The five judge bench led by The Deputy chief Justice Philomena Mwilu also held that a party in divorce must prove his/her contribution towards the acquistion of the matrimonial property in question. to enable the court determine the percentage of wealth on eis entitled to. They further said that this will be a case by case determination.

“While Article 45(3) of the Constitution deals with equality of the fundamental rights of spouses during dissolution of a marriage, such equality does not mean the re-distribution of proprietary rights or an assumption that spouses are automatically entitled to a 50% share by the fact of being married,” The Supreme Court Judges said.

“What amounts to a fair and equitable legal formula for the reallocation of matrimonial property rights at dissolution of a marriage and whether the same can be achieved by a fixed means of apportionment at a 50:50 ratio should be done in light of the circumstances of each individual case,” The judges added.

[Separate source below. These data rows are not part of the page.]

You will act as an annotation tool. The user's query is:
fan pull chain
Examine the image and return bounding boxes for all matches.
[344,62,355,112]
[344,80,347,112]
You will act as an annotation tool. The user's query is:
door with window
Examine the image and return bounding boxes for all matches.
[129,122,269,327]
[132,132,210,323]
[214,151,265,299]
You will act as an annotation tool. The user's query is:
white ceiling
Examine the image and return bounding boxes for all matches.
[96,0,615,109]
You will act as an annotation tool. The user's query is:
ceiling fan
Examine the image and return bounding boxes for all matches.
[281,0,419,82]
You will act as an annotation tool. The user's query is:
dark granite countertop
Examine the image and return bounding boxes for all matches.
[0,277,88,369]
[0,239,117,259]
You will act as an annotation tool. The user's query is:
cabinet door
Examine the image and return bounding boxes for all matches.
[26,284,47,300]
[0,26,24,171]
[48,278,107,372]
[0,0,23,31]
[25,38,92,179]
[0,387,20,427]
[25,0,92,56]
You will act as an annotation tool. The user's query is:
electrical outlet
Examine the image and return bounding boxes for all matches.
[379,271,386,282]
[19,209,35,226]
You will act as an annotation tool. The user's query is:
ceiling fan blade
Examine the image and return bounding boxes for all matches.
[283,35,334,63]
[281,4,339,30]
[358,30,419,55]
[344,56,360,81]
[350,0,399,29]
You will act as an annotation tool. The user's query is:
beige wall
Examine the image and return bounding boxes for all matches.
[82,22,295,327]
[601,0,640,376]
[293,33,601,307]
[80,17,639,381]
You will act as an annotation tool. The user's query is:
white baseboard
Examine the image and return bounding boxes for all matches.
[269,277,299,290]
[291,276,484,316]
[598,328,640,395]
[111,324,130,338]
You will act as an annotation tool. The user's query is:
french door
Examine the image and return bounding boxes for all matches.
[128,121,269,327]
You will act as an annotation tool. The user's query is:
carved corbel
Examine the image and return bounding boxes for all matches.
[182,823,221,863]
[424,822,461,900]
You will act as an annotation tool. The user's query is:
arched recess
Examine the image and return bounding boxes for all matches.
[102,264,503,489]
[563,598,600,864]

The judgement was as a result of a 13-old fight between Mr Joseph Ombogi Ogentoto and his ex-wife Martha Bosibori. The couple got married in 1990 and divorced in 2008. Mr Ogentoto moved to the Supreme Court after the Court of Appeal ordered that the house in which he had lived with his ex-wife of 18 years and the rental units be shared equally between them at the ratio of 50:50.

“Again, and further to this, both spouses may also work and earn income, which inevitably, in most instances, always ends up being spent on the family unit. It may be the whole income, or a substantial part of it, but ultimately, a percentage of it goes into the family. This is the essence of Section 14 of the Matrimonial Property Act, 2013,” The Judges alluded further.

The five judge bench was consitituted by The deputy chief justice Philomena Mwilu, Justices Mohammed Ibrahim, Smokin Wanjala, Njoki Ndung’u and Isaac Lenaola.